Beauregard et al. (1997) estimated the number of uninsured in the U.S. using the 1996 MEPS.(21) The MEPS is co-sponsored by the Agency for Health Care Policy and Research (AHCPR) and the National Center for Health Statistics. The sample of 9,400 households is a subsample of the households responding to the 1995 NHIS and is representative of the civilian noninstitutionalized population of the U.S. The survey was designed to yield comprehensive data that estimate the level and distribution of health care use and expenditures, monitor the dynamics of the health care delivery and insurance systems, and assess health care policy implications. MEPS is the third in a series of national probability surveys conducted by AHCPR on the financing and utilization of medical care in the United States. The National Medical Care Expenditure Survey (NMCES, also known as NMES-1) was conducted in 1977, and the National Medical Expenditure Survey (NMES-2) in 1987.
The MEPS collects data from a nationally representative sample of households through a rotating panel design. In this design, data are collected through a pre-contact interview followed by a series of five rounds of in-person interviews over a two year period of time. As a rotating panel survey, this series of data collection rounds is begun again each subsequent year on a new sample of households drawn from the NHIS sampling frame to provide overlapping panels of survey data, which when combined with other ongoing panels will provide continuous estimates of health care expenditures at both the person and household level.
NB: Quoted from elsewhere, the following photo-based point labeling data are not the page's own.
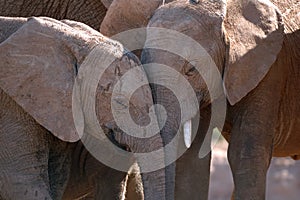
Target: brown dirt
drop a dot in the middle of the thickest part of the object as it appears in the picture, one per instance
(283, 180)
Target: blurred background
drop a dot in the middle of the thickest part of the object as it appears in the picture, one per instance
(283, 180)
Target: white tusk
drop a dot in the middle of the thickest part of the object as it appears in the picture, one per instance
(187, 131)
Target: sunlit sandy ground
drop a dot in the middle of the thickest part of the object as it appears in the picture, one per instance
(283, 177)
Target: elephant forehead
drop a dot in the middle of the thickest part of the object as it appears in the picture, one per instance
(124, 83)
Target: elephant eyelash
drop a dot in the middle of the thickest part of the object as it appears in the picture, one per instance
(190, 69)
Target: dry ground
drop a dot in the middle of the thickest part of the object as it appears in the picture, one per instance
(283, 177)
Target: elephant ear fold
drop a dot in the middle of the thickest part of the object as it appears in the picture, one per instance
(255, 32)
(38, 72)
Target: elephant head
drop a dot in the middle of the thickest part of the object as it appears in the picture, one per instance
(241, 39)
(43, 60)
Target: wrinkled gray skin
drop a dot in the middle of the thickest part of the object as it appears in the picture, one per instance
(259, 62)
(34, 163)
(90, 12)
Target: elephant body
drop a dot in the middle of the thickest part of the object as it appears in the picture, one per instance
(254, 46)
(41, 155)
(89, 12)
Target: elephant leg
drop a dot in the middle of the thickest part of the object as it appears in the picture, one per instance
(249, 153)
(59, 166)
(193, 173)
(250, 147)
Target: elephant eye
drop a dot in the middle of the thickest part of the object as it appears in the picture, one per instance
(189, 69)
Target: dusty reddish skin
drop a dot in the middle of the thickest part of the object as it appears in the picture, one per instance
(261, 77)
(39, 60)
(90, 12)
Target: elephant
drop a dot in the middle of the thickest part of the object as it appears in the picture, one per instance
(42, 154)
(90, 12)
(254, 45)
(124, 15)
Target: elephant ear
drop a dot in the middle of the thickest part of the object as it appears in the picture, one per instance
(38, 69)
(255, 32)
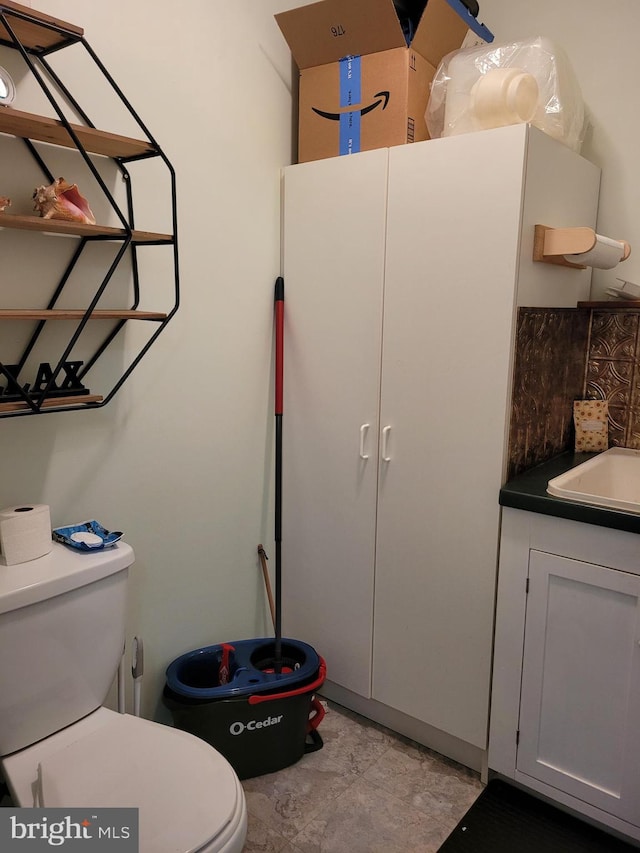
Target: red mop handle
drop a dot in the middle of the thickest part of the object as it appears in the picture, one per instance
(279, 308)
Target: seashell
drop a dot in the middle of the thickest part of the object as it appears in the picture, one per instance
(61, 200)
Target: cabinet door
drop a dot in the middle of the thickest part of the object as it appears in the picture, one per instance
(580, 702)
(452, 254)
(334, 239)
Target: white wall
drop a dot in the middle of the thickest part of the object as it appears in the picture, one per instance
(181, 459)
(600, 40)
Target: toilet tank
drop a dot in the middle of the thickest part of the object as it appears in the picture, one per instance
(62, 630)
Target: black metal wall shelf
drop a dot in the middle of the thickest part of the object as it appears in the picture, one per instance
(35, 35)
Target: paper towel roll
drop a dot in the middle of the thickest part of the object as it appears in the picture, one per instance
(605, 255)
(25, 533)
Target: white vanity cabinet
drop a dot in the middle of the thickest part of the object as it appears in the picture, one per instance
(566, 700)
(403, 271)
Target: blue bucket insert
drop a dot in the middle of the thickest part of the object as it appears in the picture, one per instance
(195, 675)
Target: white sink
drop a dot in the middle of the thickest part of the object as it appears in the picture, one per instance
(611, 479)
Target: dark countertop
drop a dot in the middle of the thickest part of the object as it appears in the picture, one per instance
(528, 491)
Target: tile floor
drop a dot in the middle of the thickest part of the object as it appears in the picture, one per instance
(367, 790)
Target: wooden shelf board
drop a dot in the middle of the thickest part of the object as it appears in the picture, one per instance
(77, 229)
(613, 305)
(43, 129)
(52, 402)
(78, 314)
(33, 30)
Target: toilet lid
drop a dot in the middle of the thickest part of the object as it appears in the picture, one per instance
(186, 792)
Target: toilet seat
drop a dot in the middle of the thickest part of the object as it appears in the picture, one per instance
(188, 796)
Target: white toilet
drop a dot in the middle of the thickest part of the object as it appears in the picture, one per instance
(62, 634)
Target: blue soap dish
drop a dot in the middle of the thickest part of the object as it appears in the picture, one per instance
(86, 536)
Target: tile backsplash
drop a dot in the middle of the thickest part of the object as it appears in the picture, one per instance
(567, 354)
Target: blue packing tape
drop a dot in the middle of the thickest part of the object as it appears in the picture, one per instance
(350, 95)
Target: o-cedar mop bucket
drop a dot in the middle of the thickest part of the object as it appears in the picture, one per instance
(253, 700)
(260, 720)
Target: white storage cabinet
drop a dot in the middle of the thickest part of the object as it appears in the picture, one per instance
(403, 271)
(564, 719)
Each MEPS interview collects information pertaining to a specific time period called the "reference period." The reference period for the first interview began January 1, 1996 and ended on the date of each responding unit's first round interview, conducted from March through June 1996. The health insurance section of the MEPS collects information about private and public health insurance programs. It identifies the household members covered by health insurance and various details about their plans. For employer sponsored coverage, a link is created to job characteristics collected in the employment section of the questionnaire. For individuals who are uninsured at the beginning of the year, information is collected on the length of time they have been uninsured. Additional questions clarify whether each person identified by each policy was covered throughout the reference period. Information for public insurance is collected on Medicare, Medicaid, Medicaid waiver programs, military sponsored plans, and other government programs. A questionnaire section on managed care determines whether household members that are either publicly or privately insured are covered under a managed care plan; additional questions ask about the characteristics of their managed care plans. The entire MEPS health insurance questionnaire is too large to include in this document. Instead, portions of the health insurance questions pertaining to Medicaid and the uninsured are presented in Appendix D.
Beauregard et al. used MEPS to develop a national estimate of the uninsured population based on sample persons who were uninsured continuously from January 1, 1996 to their first-round interview date 3 to 6 months later.(22) By this measure they found that 19 percent of nonelderly adults age 0 to 64 (44.5 million persons) and 15 percent of children age 0 to 17 (11 million children) were uninsured. Although these estimates appear higher than those of the CPS (9.8 million uninsured children) and other data sources, Beauregard et al. concluded that once time-period and definitional
issues are considered, their estimates are consistent with the findings of the CPS.(23) In reaching this conclusion, though, they assumed the CPS measured the uninsured throughout the previous year rather than at a point in time. If, instead, the CPS is viewed as a point-in-time estimate of the uninsured, then the MEPS and CPS findings are not consistent, since the MEPS estimate of those uninsured throughout a 3 to 6 month period should be considerably less than a point-in-time estimate. Additional research comparing MEPS and CPS estimates of the uninsured is warranted before firm conclusions can be drawn.